Friday 26 December 2008

A Walk Around Inokashira Koen

In Search of the Last of the Momiji

Inokashira Park is the closest of the bigger parks near my house. It is extremely beautiful in the changing seasons. I took the opportunity of the first sunny day when I had nothing else to do, to take a walk there with Dad’s heavy duty Nikon camera in search for the last of the Momiji – the Maple trees. Most usually lose their leaves by this time in the rest of Japan. But Tokyo is warmer, and December 2008 was even warmer than before, so there were still many trees with leaves still changing their colour before dying out. Here are some photographs of what I saw…

Wednesday 24 December 2008

One day, when I was jaded with studies, I sat daydreaming about all the things I will do when I go to Japan next. The result was the following list:

1. Karaoke to my heart’s desire.
2. Visit Nikko and Hakone.
3. Attend a Sumo match.
4. Watch a Kabuki performance.
5. See cosu-play at Harajuku.
6. Climb Mt.
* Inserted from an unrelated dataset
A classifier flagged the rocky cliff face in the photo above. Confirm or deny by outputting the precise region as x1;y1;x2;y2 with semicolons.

Fuji to the top.
7. Relax at an open air onsen.
8. Do purikura.
9. Eat vegetarian sushi at a kaiten-zushi place. (Kappa Maki!!)
10. Visit Asakusa and drop 100yen at Senso-ji.
11. Take a walk around Inokashira Park.
12. Go to Tokyo Disneyland.
13. Play Taiko Drums at a game center.
14. See Sapporo Snow Festival.
15. Try new Starbucks flavours.
16. Visit Ueno Zoological gardens and the various Museums in Ueno.
17. Eat ice-cream mochi!
18. Buy a Daruma.
19. Call up all my friends in Okinawa and surprise them!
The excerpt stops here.